Abstract The impact of cancer and cancer treatment on older adults’ day-to-day health and functioning remains poorly characterized. Therefore, we evaluated the feasibility of using home-based, continuous passive monitoring of daily life functioning plus symptom surveys in older adults with multiple myeloma (MM). We assessed accrual, uptake of passive monitoring, retention, survey completion, and data completeness. Passive monitoring included infrared motion sensors (activity), door contact sensors (time out-of-home), watch (activity/sleep), bed mat (sleep), biometric scale (weight), electronic pillbox (medication-taking habits), and computer-use software (computer habits). A weekly online survey assessed health events (i.e., falls, hospitalization/ED visits, pain) and treatment-related symptoms (PRO-CTCAE).
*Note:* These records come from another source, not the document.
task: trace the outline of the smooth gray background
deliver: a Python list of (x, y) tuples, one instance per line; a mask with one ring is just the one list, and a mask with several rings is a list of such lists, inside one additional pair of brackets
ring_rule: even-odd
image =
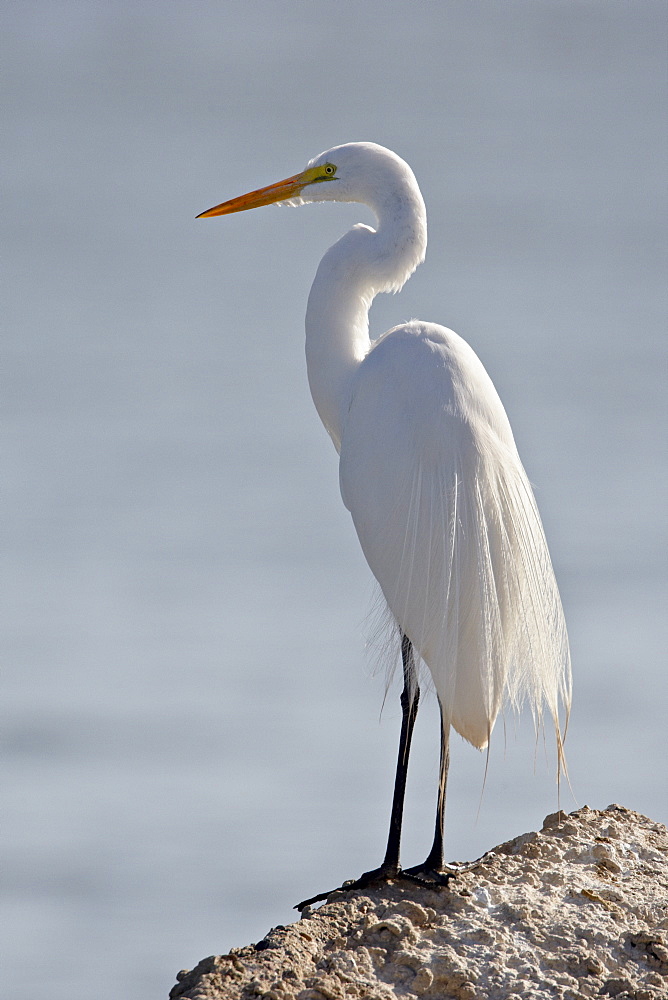
[[(663, 2), (4, 5), (3, 991), (164, 997), (379, 862), (399, 725), (303, 313), (362, 207), (210, 205), (390, 146), (430, 248), (375, 333), (480, 354), (572, 640), (575, 799), (666, 819)], [(504, 733), (505, 729), (505, 733)], [(545, 746), (545, 750), (543, 747)], [(433, 704), (404, 856), (431, 833)], [(550, 734), (455, 740), (471, 858), (557, 808)]]

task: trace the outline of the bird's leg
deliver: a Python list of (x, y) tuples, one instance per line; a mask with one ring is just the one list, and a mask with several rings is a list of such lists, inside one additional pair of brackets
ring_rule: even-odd
[(390, 832), (387, 837), (385, 859), (374, 872), (366, 875), (393, 875), (399, 871), (399, 851), (401, 847), (401, 826), (404, 816), (404, 799), (406, 796), (406, 778), (408, 777), (408, 756), (413, 738), (413, 727), (417, 717), (420, 701), (420, 688), (417, 683), (413, 646), (406, 635), (401, 636), (401, 660), (404, 668), (404, 689), (401, 692), (401, 736), (399, 737), (399, 755), (397, 757), (397, 772), (394, 779), (394, 795), (392, 796), (392, 813), (390, 815)]
[[(387, 849), (385, 858), (380, 868), (364, 874), (352, 882), (346, 882), (342, 889), (363, 889), (371, 882), (381, 881), (399, 876), (399, 849), (401, 846), (401, 823), (404, 814), (404, 797), (406, 793), (406, 777), (408, 775), (408, 757), (411, 749), (411, 739), (413, 727), (417, 716), (418, 703), (420, 700), (420, 688), (417, 683), (417, 672), (415, 669), (415, 658), (413, 646), (408, 636), (401, 636), (401, 661), (404, 669), (404, 688), (401, 692), (401, 736), (399, 737), (399, 755), (397, 757), (397, 772), (394, 779), (394, 795), (392, 797), (392, 813), (390, 815), (390, 832), (387, 837)], [(403, 873), (402, 873), (403, 874)], [(424, 880), (417, 876), (408, 876), (412, 880), (424, 883)], [(334, 890), (330, 890), (333, 892)], [(321, 899), (327, 899), (328, 892), (320, 893), (298, 903), (296, 910), (302, 910), (311, 903), (316, 903)]]
[(436, 826), (434, 830), (434, 842), (427, 859), (421, 865), (408, 868), (404, 874), (423, 876), (441, 884), (447, 885), (448, 881), (455, 874), (448, 871), (443, 864), (443, 821), (445, 816), (445, 790), (448, 783), (448, 767), (450, 766), (450, 726), (446, 726), (443, 718), (443, 706), (439, 701), (441, 710), (441, 762), (438, 772), (438, 799), (436, 802)]

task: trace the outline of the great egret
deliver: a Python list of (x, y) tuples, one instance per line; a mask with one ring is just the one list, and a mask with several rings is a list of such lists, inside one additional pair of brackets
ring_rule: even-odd
[[(377, 228), (356, 225), (320, 262), (306, 310), (311, 394), (340, 454), (343, 502), (396, 622), (404, 687), (387, 850), (379, 868), (345, 887), (408, 876), (443, 884), (443, 816), (452, 726), (487, 746), (504, 702), (546, 705), (563, 762), (571, 671), (566, 626), (536, 502), (496, 390), (468, 344), (411, 321), (375, 342), (368, 313), (424, 260), (427, 218), (415, 176), (389, 149), (335, 146), (304, 171), (203, 212), (227, 215), (273, 202), (368, 205)], [(418, 664), (441, 710), (436, 824), (423, 865), (402, 871), (399, 847)], [(326, 898), (313, 896), (299, 908)]]

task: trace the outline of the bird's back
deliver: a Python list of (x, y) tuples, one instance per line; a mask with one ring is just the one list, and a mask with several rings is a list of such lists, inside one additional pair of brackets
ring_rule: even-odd
[(360, 364), (341, 492), (400, 628), (463, 737), (485, 746), (504, 697), (568, 705), (563, 613), (505, 411), (472, 349), (412, 322)]

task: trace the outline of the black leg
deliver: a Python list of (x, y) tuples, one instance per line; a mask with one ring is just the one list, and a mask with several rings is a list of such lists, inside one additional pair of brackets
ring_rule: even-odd
[(438, 775), (438, 799), (436, 803), (436, 825), (434, 829), (434, 843), (431, 851), (424, 862), (415, 868), (409, 868), (409, 874), (431, 876), (443, 872), (443, 820), (445, 816), (445, 791), (448, 783), (448, 766), (450, 764), (450, 727), (446, 727), (443, 722), (443, 707), (439, 702), (441, 710), (441, 763)]
[[(394, 779), (390, 832), (387, 837), (385, 859), (380, 868), (364, 872), (360, 878), (353, 882), (347, 882), (342, 886), (344, 889), (363, 889), (371, 882), (392, 878), (400, 872), (399, 850), (401, 847), (401, 823), (404, 815), (406, 777), (408, 775), (408, 757), (411, 749), (411, 738), (413, 736), (415, 717), (417, 716), (418, 702), (420, 700), (420, 688), (417, 682), (413, 646), (408, 636), (403, 634), (401, 636), (401, 661), (404, 670), (404, 688), (401, 692), (401, 736), (399, 737), (399, 755), (397, 757), (397, 772)], [(423, 880), (415, 878), (414, 881), (422, 882)], [(317, 896), (312, 896), (310, 899), (305, 899), (303, 902), (298, 903), (295, 909), (303, 910), (305, 906), (310, 906), (311, 903), (316, 903), (320, 899), (327, 899), (328, 895), (329, 892), (323, 892)]]
[[(399, 871), (399, 850), (401, 847), (401, 824), (404, 815), (404, 798), (406, 796), (406, 778), (408, 776), (408, 757), (413, 738), (413, 727), (417, 717), (420, 701), (420, 688), (417, 683), (413, 646), (410, 639), (401, 637), (401, 660), (404, 668), (404, 689), (401, 692), (401, 736), (399, 737), (399, 755), (397, 757), (397, 773), (394, 779), (394, 795), (392, 797), (392, 813), (390, 815), (390, 832), (387, 838), (385, 860), (380, 870), (387, 872)], [(362, 876), (364, 877), (364, 876)]]

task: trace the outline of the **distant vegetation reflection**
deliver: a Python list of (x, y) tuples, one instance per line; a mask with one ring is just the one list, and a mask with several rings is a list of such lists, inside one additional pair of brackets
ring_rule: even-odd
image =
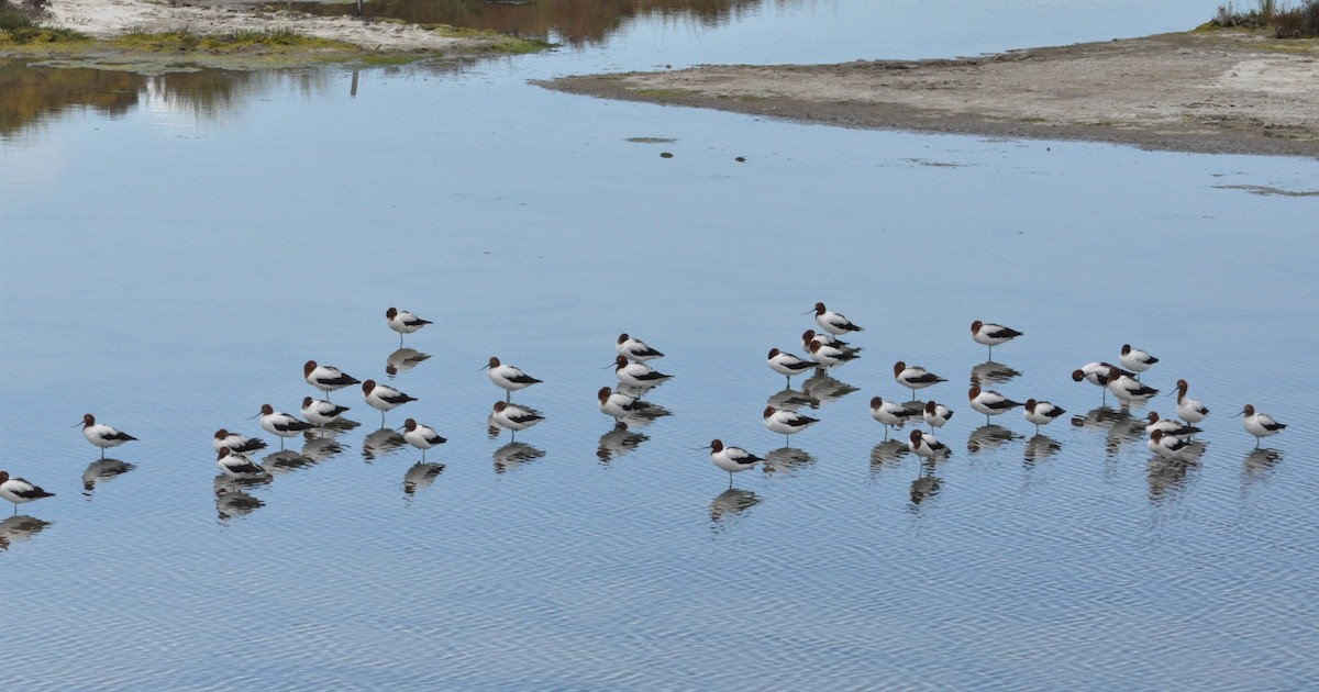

We enrolled 20 patients with MM of 55 referred (36% accrual) with a median age of 71 years (35% female); 8 patients enrolled with a care partner. Half of patients agreed to passive monitoring and weekly surveys; half completed surveys only. Refusal of passive monitoring was primarily due to concerns about privacy/intrusiveness. Retention over 17 months was 85% (3 dropouts from the survey-only group). Survey completion was 82% (missing reasons included “poor health” and “too busy”) with a median completion time of 4.6 minutes. Data completeness for passive monitoring ranged from 66% for watch-based sleep (n=9 patients) to 93% for home-based activity (n=14 homes). In sum, passive monitoring of daily life functioning plus symptom surveys is feasible among older adults with MM. Future research will integrate daily functioning with symptom data to examine longitudinal variations in health and develop digital biomarkers to inform optimal timing of future interventional studies.